To avoid any conflict with the song by Marvin Gaye, Linda Perry and company renamed their beautiful, angsty, anthemic (1993) single to “What’s up?” But it’s all about that question from 1971, and about the knowing confusion, the justifiable frustration and alienation of the young. That’s at least how it sounds. One of the original 4 Non Blondes, Christa Hillhouse, says it’s a mistake to read too much into it. Linda was just playing guitar down the hall from Christa when she wrote it, and it was so good, Christa thought, she stopped having sex and ran down the hall to find her. It happened organically, naturally—the song writing, the questioning about that song. Linda Perry was afraid it had come from somewhere else, and asked Christa if she had borrowed some of it from others. And that’s a key. Good to great art often gives the appearance of pre-existence. That it must have always been, even to the author. This seems especially true with music — even more so with Rock and Pop. And if a song gets someone to stop what they’re doing in the bedroom, chances are pretty good it’s going to be special.
The title “What’s up” sounds entirely too friendly, casual, easy going and it doesn’t fit this song at all. At least to me. Ironically, when the song is covered by others, especially on talent shows, the powers that be seem intent on making it friendly and casual, as they try to remove the angst, the anger and the potential threat inherent in the lyrics and musical variations. The quickest way to do this, of course, is to remove the line that calls for a revolution. That’s a no no on TV. Unless it can be done in such a way that alters the meaning, like a “revolution” in product development, or in the way new content is delivered to consumers.

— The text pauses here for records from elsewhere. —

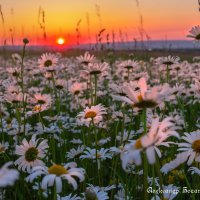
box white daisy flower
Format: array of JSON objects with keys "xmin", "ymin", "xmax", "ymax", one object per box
[
  {"xmin": 77, "ymin": 104, "xmax": 107, "ymax": 127},
  {"xmin": 76, "ymin": 51, "xmax": 95, "ymax": 66},
  {"xmin": 0, "ymin": 162, "xmax": 19, "ymax": 187},
  {"xmin": 27, "ymin": 93, "xmax": 52, "ymax": 115},
  {"xmin": 114, "ymin": 184, "xmax": 131, "ymax": 200},
  {"xmin": 7, "ymin": 67, "xmax": 20, "ymax": 77},
  {"xmin": 55, "ymin": 79, "xmax": 67, "ymax": 90},
  {"xmin": 87, "ymin": 183, "xmax": 115, "ymax": 192},
  {"xmin": 161, "ymin": 130, "xmax": 200, "ymax": 174},
  {"xmin": 81, "ymin": 62, "xmax": 109, "ymax": 77},
  {"xmin": 14, "ymin": 135, "xmax": 49, "ymax": 173},
  {"xmin": 70, "ymin": 139, "xmax": 83, "ymax": 145},
  {"xmin": 26, "ymin": 162, "xmax": 85, "ymax": 193},
  {"xmin": 96, "ymin": 137, "xmax": 111, "ymax": 146},
  {"xmin": 155, "ymin": 56, "xmax": 180, "ymax": 66},
  {"xmin": 121, "ymin": 117, "xmax": 178, "ymax": 168},
  {"xmin": 80, "ymin": 147, "xmax": 112, "ymax": 169},
  {"xmin": 116, "ymin": 130, "xmax": 135, "ymax": 143},
  {"xmin": 116, "ymin": 77, "xmax": 170, "ymax": 109},
  {"xmin": 66, "ymin": 145, "xmax": 85, "ymax": 160},
  {"xmin": 119, "ymin": 59, "xmax": 138, "ymax": 70},
  {"xmin": 27, "ymin": 104, "xmax": 50, "ymax": 115},
  {"xmin": 38, "ymin": 53, "xmax": 58, "ymax": 72},
  {"xmin": 69, "ymin": 82, "xmax": 86, "ymax": 96},
  {"xmin": 4, "ymin": 92, "xmax": 24, "ymax": 104},
  {"xmin": 188, "ymin": 166, "xmax": 200, "ymax": 175},
  {"xmin": 57, "ymin": 193, "xmax": 81, "ymax": 200},
  {"xmin": 85, "ymin": 184, "xmax": 109, "ymax": 200},
  {"xmin": 33, "ymin": 93, "xmax": 52, "ymax": 106},
  {"xmin": 187, "ymin": 25, "xmax": 200, "ymax": 41}
]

It’s an old story, already a shadow of itself. Rock used to have revolutionary powers, but was co-opted long ago. We’re several decades past that co-opting, and were already, give or take, two decades past it when “What’s up?” came out. So I listen to it with nostalgia and regret. I listen to it for a host of reasons, one of most important being to catch a spark of something that was once genuinely, authentically in the air. And the listener hears this, hears that spark and more. Catch fire.